Depois do ruidoso depoimento dos irmãos Miranda na CPI que investiga a gestão federal frente à pandemia de Covid-19, a última semana foi marcada pela denúncia de pedido de propina por parte do governo para a aquisição de vacinas. De acordo com o jornal Folha de S. Paulo, e-mails provariam que o Ministério da Saúde teria negociado a aquisição de imunizantes da Davati Medical Supply e que um representante da empresa teria recebido proposta de propina: 1 dólar por dose negociada. O contrato era de 400 milhões de doses do imunizante da AstraZeneca. A proposta de propina teria vindo do diretor de logística da pasta, Roberto Ferreira Dias, exonerado no dia seguinte à publicação da reportagem.

A denúncia divulgada pelo jornal paulista teria partido do Policial Militar e suposto representante do laboratório Davati Medical Supply Luiz Paulo Dominguetti Pereira. Em uma negociação da vacina do laboratório AstraZeneca com o Ministério, ele teria sido alvo da tentativa de suborno por parte do diretor Dias durante um jantar no dia 25 de fevereiro. No entanto, a farmacêutica negou ter um intermediário no Brasil, assim como a Davati disse que o policial é um “vendedor autônomo” e que a empresa não tem convênio para comercialização do imunizante citado.

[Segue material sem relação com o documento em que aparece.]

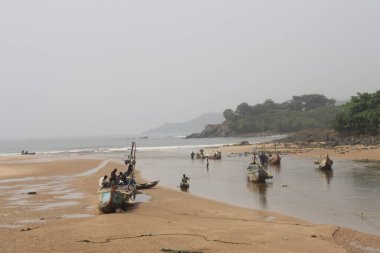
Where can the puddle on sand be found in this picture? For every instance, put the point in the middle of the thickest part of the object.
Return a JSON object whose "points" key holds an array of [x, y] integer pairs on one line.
{"points": [[269, 218], [10, 226], [89, 208], [140, 198], [32, 221], [77, 216], [57, 204]]}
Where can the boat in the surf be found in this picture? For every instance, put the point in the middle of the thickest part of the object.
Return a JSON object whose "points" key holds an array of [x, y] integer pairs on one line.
{"points": [[216, 156], [275, 160], [111, 199], [184, 186], [147, 185], [256, 173]]}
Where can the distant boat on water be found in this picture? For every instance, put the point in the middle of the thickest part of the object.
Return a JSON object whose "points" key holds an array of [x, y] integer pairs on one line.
{"points": [[325, 162], [23, 152]]}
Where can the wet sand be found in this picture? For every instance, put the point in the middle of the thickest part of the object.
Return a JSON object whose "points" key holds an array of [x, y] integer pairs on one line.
{"points": [[62, 217]]}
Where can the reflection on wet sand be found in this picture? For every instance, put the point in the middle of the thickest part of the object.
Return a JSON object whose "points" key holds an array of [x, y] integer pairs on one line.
{"points": [[261, 190], [327, 174]]}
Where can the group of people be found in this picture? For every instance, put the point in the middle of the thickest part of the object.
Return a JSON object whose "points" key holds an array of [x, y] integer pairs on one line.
{"points": [[120, 179], [263, 158]]}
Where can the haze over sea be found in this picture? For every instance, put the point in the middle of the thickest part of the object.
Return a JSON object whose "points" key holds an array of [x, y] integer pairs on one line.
{"points": [[116, 143]]}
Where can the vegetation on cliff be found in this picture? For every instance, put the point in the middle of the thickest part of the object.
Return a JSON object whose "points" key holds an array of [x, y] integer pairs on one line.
{"points": [[359, 116], [302, 112]]}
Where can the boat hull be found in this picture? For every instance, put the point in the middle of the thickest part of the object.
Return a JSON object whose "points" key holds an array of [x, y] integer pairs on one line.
{"points": [[184, 186], [146, 185], [256, 173], [111, 200]]}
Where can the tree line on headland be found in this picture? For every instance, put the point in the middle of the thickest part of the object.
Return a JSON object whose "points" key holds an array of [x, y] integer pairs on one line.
{"points": [[359, 116]]}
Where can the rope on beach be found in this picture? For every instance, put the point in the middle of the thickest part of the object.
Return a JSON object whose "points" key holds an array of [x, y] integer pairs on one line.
{"points": [[258, 221], [166, 234]]}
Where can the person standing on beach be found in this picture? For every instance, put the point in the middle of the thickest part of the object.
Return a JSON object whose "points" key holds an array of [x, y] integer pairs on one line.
{"points": [[113, 179], [103, 182]]}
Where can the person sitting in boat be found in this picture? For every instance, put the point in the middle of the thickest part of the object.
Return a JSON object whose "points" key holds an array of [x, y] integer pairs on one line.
{"points": [[130, 167], [103, 183], [254, 158], [185, 179], [263, 159], [113, 179], [123, 178]]}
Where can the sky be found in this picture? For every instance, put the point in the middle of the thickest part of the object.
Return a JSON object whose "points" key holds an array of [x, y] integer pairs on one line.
{"points": [[89, 67]]}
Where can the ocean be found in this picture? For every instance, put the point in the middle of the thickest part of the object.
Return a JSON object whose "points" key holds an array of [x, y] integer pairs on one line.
{"points": [[109, 144]]}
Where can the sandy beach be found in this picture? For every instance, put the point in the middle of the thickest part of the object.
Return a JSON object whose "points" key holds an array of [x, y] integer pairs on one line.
{"points": [[62, 216]]}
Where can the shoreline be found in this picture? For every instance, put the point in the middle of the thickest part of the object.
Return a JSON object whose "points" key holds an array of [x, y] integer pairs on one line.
{"points": [[170, 219], [347, 152]]}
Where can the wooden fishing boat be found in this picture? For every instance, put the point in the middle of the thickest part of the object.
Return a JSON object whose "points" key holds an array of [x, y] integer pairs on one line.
{"points": [[216, 156], [275, 160], [146, 185], [257, 173], [325, 163], [111, 199], [184, 186]]}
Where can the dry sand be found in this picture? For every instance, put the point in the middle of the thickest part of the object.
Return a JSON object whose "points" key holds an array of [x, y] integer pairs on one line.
{"points": [[169, 220]]}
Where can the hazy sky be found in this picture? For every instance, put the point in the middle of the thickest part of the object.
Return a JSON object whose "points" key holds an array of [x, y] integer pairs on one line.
{"points": [[92, 67]]}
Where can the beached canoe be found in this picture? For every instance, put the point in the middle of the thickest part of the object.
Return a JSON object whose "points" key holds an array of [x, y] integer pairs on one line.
{"points": [[216, 156], [184, 186], [146, 185], [275, 160], [325, 163], [112, 199], [256, 173]]}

O histórico de Dominguetti não inspira lá muita confiança: o cabo da PM de Minas Gerais já cuidou da guarita do gabinete militar do governador Romeu Zema, foi exonerado do cargo depois de 15 meses por “não corresponder ao perfil necessário de atuação no setor” e responde a 37 processos na Justiça – um deles por dever quatro meses de aluguel; outro, por comprar um carro financiado em nome de uma mulher, não pagar as parcelas, levar multas que estão em nome da proprietária e ainda sumir com o veículo, até hoje não localizado. Ainda assim, graças à repercussão da matéria, ele foi convidado a depor aos parlamentares da CPI da Covid na última quinta-feira (1º).

No depoimento, o PM confirmou novamente o pedido de propina de Dias e envolveu o nome do deputado Luis Miranda nas supostas negociações. Disse que o parlamentar teria tentado comprar imunizantes diretamente com a Davati. Para provar as afirmações, apresentou um áudio que teria sido enviado a ele por Cristiano Alberto Carvalho, procurador da Davati no Brasil, em que o deputado supostamente tentava adquirir vacinas. O material foi rapidamente desacreditado pelo próprio Carvalho.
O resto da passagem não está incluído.